“That is not the point. Taking the box was mischievous and ill-bred, even dishonest, if he has been taught the commandments, as I suppose he has,” said Lady Aviolet, rather as though supposing the reverse. “But to own to you that he’d taken it, and then deny it flatly to us, is simply pointless falsehood for the sake of falsehood. I told him no one would be angry if he told the truth.”

“Well, he won’t now,” said Rose Aviolet, and she took the little boy away.

He was still crying, and they could hear him, as Rose pulled him up the stairs, repeating like an automaton: “I didn’t, I didn’t, I didn’t!”

Lady Aviolet looked terribly distressed, but she turned with a rather pathetic politeness to her visitor. “I’m sorry to have inflicted a nursery court-martial upon you. I never dreamt of this. The boy had confessed to his mother. His lies just now were not only wicked, but utterly pointless. I couldn’t have believed it.”

“The child is vain and sensitive. I can imagine that when he saw what he had done looked upon as a—an act of dishonesty, it may have become extraordinarily difficult to him to own to it in front of other people.
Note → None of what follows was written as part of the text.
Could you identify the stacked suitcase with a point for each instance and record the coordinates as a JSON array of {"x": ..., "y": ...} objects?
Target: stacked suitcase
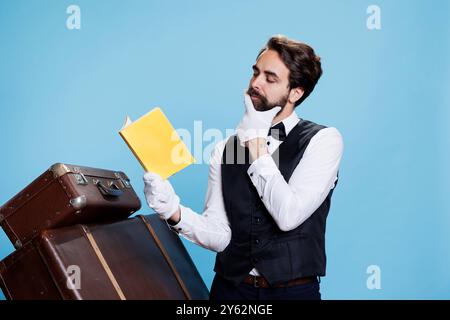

His denials struck me as being instinctive, rather than based on any idea of deceiving.”

Lady Aviolet looked utterly at a loss.

“But how terrible, if he is to tell lies by instinct,” she said helplessly. “It seems like some frightful taint. Heaven knows, he never got it from the Aviolets.”

She caught herself up, almost upon the words, with the implication they carried.

“I will fetch your little box, Dr. Lucian.” She went away, leaving the doctor thoughtful and strangely saddened.

“I hope they won’t tell Ford,” was the outcome of his reflections.